By contrast, the social model, rights-oriented perspective informs contemporary disability policy and is meant to drive decision-making, including health policies, as reflected in the international disability rights framework of the CRPD.
Situating Screening within a Social Model Understanding of Disability
Many health policies (and indeed other types of policies) operate on the assumption that disabling conditions are pathological and defective and not, as a social model, rights-based understanding explains, a socially ascribed deficit. The resulting impact of such a perspective is clear; as underscored by a disability rights narrative, persons with disabilities are to be avoided and/or excluded, as opposed to accommodated and included in the community. Societal responses to disability must comport with, qua disability rights principles, accommodation, inclusion and support. Health policies, as such, are required to pitch toward these principles and not, as in the case of disability-specific antenatal screening programs, invariably toward termination and exclusion (Asch, 2003; Biesecker & Hamby, 2000). A disability rights analysis, holds that antenatal screening protocols, along with other health policies, must be informed by and reflective of a social model understanding of disability.

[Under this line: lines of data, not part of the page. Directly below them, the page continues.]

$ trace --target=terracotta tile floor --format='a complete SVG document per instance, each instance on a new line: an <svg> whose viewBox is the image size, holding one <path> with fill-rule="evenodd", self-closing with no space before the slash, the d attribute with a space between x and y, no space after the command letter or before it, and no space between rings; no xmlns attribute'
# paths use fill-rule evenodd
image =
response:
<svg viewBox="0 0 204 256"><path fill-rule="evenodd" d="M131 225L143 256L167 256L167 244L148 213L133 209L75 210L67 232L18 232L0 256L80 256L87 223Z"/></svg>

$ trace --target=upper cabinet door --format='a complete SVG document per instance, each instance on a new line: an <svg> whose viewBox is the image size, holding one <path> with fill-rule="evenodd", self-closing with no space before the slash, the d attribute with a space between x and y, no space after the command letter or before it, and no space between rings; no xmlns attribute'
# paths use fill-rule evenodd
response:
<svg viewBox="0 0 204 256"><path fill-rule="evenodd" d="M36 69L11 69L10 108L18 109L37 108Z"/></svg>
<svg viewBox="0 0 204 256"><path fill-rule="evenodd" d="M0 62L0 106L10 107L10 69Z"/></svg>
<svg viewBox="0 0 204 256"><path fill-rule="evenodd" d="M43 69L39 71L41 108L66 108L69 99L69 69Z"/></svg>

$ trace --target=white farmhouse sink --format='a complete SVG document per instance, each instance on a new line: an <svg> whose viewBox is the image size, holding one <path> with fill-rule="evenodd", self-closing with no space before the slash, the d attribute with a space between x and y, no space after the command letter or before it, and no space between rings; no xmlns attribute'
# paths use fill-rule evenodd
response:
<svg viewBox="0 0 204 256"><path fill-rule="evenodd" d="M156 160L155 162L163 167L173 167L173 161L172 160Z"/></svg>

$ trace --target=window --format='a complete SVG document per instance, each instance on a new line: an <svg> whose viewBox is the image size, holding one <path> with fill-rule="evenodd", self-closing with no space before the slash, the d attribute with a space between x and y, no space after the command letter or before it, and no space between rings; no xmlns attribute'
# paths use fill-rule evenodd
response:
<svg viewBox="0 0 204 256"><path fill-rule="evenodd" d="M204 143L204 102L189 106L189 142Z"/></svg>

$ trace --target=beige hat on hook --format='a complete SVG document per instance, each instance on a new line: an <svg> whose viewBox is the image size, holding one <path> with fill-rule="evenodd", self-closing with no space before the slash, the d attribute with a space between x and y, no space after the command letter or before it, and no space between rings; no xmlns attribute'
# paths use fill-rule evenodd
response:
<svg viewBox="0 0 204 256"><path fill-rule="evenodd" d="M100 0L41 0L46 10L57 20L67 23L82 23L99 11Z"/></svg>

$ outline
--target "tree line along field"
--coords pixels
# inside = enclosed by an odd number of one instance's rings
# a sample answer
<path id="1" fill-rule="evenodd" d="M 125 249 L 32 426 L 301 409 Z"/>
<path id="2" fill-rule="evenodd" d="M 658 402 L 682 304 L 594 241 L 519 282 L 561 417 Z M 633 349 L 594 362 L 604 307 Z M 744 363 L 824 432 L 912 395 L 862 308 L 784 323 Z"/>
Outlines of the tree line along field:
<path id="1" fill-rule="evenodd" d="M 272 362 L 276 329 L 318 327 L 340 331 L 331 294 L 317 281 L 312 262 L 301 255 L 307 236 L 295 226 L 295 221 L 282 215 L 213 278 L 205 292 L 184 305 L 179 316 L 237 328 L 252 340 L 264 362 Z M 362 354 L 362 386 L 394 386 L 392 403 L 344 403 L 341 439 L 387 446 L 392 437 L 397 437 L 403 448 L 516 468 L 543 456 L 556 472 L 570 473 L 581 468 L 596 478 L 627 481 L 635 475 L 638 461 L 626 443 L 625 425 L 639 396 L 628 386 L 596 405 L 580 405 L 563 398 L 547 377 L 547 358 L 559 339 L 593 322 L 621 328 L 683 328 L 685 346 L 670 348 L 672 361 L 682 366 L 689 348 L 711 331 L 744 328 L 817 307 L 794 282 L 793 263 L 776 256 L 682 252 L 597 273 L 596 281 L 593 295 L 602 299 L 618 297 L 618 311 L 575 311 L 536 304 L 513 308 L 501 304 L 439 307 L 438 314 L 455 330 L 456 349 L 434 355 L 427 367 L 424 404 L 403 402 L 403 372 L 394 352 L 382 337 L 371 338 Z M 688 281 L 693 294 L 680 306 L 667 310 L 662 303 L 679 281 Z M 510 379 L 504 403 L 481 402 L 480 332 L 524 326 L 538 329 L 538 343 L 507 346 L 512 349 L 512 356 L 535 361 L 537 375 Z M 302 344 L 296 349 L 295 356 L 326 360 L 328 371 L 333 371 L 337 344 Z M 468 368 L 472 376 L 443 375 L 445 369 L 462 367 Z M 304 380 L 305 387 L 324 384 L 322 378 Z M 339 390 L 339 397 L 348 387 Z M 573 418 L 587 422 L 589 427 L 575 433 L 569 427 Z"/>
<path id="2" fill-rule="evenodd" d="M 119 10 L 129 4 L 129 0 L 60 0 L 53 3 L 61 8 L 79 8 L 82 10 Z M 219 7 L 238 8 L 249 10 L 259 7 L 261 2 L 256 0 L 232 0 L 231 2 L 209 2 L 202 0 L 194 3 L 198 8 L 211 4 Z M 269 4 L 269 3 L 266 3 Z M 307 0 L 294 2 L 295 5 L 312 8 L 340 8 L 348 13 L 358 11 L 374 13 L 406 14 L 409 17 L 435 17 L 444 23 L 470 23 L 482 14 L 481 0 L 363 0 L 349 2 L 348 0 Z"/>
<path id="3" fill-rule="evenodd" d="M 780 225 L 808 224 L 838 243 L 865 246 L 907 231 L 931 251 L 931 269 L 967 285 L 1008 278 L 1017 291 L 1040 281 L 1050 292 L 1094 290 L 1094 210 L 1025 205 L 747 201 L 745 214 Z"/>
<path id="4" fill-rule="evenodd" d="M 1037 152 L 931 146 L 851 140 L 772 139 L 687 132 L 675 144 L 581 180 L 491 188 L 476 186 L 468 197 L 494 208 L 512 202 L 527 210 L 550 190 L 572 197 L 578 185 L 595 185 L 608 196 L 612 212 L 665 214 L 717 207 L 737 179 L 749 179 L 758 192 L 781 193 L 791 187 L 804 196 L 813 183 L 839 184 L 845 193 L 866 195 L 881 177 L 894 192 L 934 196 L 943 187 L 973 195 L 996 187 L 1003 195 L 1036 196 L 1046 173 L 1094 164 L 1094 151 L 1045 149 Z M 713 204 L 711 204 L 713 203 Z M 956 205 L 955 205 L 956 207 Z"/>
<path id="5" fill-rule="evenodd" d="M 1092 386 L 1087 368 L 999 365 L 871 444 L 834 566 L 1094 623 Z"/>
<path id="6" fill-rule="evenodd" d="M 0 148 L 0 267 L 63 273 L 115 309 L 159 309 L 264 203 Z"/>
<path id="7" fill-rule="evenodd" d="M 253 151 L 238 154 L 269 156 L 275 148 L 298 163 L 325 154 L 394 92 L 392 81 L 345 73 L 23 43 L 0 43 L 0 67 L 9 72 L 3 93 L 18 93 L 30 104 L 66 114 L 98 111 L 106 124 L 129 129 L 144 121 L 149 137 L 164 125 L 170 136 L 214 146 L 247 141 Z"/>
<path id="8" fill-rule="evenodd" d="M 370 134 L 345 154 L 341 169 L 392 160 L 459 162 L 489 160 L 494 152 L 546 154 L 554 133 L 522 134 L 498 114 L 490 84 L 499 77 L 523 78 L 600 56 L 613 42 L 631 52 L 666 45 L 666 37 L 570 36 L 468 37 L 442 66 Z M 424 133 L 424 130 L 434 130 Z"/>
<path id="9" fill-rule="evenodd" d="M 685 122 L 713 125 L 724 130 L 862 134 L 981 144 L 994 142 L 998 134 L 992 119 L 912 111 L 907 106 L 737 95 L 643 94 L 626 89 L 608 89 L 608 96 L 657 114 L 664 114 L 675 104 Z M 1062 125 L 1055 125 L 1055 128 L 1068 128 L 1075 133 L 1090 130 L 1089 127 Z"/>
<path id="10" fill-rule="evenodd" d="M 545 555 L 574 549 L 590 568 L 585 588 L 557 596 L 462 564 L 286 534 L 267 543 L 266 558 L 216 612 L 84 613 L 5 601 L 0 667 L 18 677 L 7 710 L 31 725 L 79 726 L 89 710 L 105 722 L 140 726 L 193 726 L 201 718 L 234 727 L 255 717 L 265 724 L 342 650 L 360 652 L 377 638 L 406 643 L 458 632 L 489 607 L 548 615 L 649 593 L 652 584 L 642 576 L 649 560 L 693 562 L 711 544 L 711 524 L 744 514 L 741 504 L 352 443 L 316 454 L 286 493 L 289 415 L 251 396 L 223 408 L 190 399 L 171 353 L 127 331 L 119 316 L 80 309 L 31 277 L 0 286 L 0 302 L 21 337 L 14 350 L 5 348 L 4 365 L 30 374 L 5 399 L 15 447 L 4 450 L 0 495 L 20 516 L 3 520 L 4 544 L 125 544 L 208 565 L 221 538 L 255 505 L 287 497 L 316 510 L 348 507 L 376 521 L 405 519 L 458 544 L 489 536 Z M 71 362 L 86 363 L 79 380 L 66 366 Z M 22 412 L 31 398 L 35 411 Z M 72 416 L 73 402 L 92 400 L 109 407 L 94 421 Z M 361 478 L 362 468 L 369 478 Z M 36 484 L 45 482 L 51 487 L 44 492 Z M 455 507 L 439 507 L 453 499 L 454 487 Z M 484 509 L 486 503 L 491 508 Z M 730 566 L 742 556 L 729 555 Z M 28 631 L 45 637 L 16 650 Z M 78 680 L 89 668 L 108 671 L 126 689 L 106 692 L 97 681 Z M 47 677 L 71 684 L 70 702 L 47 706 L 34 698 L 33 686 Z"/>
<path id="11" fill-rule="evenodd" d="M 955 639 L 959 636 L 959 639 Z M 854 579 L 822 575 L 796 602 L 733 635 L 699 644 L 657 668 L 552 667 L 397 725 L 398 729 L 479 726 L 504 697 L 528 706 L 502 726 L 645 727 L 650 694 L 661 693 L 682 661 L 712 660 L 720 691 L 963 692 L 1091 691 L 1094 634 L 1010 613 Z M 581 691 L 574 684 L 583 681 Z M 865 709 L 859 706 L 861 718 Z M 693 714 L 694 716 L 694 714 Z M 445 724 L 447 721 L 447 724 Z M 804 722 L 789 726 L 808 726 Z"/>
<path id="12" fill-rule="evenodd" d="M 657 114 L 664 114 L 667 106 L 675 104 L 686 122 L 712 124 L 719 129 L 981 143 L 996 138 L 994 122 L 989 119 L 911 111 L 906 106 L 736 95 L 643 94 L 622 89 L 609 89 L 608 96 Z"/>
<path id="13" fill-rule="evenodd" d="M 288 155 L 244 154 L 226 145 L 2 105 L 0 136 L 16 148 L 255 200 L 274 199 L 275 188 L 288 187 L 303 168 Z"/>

The received disability studies critique holds that the indirect discursive effects of targeted screening programs inevitably convey the devaluation of the lives of persons with disabilities (Asch, 2003). Advocates are particularly critical of screening for immutable disability characteristics such as Down syndrome that have no potential therapeutic value or curative possibility. They argue that such screenings thus only serve to reinforce the idea among persons with disabilities themselves that they are tagged with their impairments and thereby branded as a burden, whether on their families or the public purse, with no value attributed to their role in the community. By implication, the clear signal sent across the disability community on the adoption of such policies is that persons with disabilities are, wherever possible, to be screened out, their existence avoided altogether.